OH here’s the loot I’ve gotten today. $200 from toiletbrush, $150 from virgin piggy, $300 from slutty suzy, $200 from father flatulance and $300 from that guy who calls on either his tractor or his shed. We ordered him some new hormones! he calls himself patheticpussyboy on My forums.

Did you miss webcam last night?
HAHA
Too bad bitches!

UPDATE: OOPS guess I didn’t actually change it, like I thought. Damned it! It’s right now.

I changed the clip I had on earlier.it was kinda boring with no sound. This is just 2 tinky smidgeons from 2 vid clips I made glued together. I shrunk it to super tiny freebie size. I made sure I carefully clipped out the parts of Me “making promises” to a frenchman gone bad, because I don’t want you all leaving puddles on your office chairs.

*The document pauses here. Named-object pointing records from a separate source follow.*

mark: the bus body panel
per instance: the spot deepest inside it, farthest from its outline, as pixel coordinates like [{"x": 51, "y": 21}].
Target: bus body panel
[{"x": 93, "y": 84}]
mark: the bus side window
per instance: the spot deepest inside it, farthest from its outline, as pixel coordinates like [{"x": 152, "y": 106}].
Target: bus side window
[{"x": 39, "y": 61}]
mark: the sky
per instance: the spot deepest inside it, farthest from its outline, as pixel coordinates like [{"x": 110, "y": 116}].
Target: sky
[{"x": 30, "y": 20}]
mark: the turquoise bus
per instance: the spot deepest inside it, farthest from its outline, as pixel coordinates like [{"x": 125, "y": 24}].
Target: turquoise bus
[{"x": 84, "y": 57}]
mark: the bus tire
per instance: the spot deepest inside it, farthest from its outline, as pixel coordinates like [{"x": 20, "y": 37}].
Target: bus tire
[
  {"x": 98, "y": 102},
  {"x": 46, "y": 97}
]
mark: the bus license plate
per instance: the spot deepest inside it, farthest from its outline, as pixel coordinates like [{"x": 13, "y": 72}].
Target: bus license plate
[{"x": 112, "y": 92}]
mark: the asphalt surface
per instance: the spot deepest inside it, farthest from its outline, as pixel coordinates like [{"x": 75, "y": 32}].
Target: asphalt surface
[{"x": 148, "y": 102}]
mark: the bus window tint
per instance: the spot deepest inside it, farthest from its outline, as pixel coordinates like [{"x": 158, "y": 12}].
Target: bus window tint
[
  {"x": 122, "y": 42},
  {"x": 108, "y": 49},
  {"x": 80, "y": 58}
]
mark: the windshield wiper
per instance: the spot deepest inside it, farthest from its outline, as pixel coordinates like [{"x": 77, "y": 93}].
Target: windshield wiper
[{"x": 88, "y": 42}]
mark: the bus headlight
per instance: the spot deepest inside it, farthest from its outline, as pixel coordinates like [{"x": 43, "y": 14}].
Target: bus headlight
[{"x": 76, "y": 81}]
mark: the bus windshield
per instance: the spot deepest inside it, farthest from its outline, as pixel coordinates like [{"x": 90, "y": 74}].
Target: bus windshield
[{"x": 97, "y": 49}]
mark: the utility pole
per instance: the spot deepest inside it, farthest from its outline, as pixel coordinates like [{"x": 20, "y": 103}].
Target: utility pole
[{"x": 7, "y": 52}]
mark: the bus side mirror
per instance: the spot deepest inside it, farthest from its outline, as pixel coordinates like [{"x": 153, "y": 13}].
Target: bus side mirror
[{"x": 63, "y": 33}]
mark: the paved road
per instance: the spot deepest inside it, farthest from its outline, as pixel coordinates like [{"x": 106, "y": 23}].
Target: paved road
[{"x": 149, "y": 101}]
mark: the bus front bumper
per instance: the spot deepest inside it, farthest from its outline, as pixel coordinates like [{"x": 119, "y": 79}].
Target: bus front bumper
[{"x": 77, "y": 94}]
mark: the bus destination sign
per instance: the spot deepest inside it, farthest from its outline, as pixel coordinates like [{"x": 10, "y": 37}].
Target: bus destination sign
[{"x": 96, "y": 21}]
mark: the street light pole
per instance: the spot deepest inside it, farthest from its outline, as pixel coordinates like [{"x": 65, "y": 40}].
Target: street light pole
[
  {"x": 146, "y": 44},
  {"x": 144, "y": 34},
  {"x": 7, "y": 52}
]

Perhaps I’ll share MY “promise” video clip with MY other members. men who lie will suffer the consequences. you can behave like a cornered rodent and bear your teeth at Me all you want, you cowardly pig. I am on MISSION now to hurt you–and I won’t stop until I have. 🙂

Don’t use aol browser with this clip, it makes it really bad. The photos all seem to have an orange shade to them that I took with the new webcam. The camera looks fabulous on yahoo. The videos were way clearer than logitech..except they saved REEEALLY big and I had to shrink them down to rm which made them less clear. It does make absolutely cool videos, but they are too big too handle. Oh well, maybe I will fiddle some more, it usually takes awhile to master a new webcam.